I lie down and I fall asleep,
and I will wake up, for the Lord sustains me.
Whereas the Second Psalm focused on the fear of God as a requisite to knowledge and, ultimately, any form of true power (one that is not founded in the Ego, but rather flows through and from God himself), the Third Psalm shows that the fear of the Lord leads to freedom from the fear of man.
The psalmist writes the words above in the midst of an immanent threat to his life—he is being pursued by attackers who will kill him when they find him. And yet, so confident is he in the Lord that he is able to do perform the most vulnerable act—sleep—even though a letting down of all defenses means a potential loss of life. The writer here is not just free from fear, but from all anxiety.
Interestingly, the writer’s security is not merely a defensive one, but it manifests itself in an active faith of the offensive:
Arise, Lord! Save me, my God!
For you strike the cheekbone of all my foes;
you break the teeth of the wicked
We don’t here see death and utter destruction, but we do see a plea for debilitation. The saving of the righteous happens transpires through the punishment of the wicked.

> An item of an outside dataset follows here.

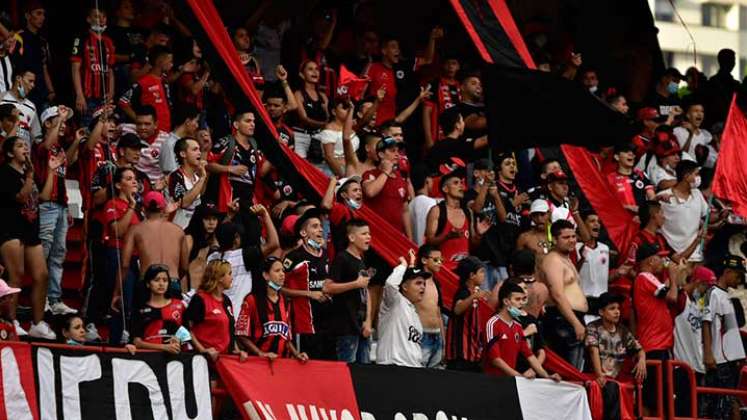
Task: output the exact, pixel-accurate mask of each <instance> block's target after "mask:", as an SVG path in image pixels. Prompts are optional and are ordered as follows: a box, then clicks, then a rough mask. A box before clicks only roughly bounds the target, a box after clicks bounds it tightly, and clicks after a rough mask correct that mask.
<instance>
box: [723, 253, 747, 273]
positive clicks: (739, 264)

What is striking about this psalm is the writer finds himself in a place of true desperation
How many are my foes!
How many rise against me!
And the reiterate, no one seems to believe he can (or will) be saved:
How many say of me,
There is no salvation for him in God
“It is not God who will (or can) save, but he may save himself, perhaps” they say. But the psalmist rejects this: On the contrary, it is precisely the Lord who allows him to live, who gives him the ability to continue. It is through this knowledge that he does not fear either man (or himself!), but finds rest in the Lord, who watches over all things.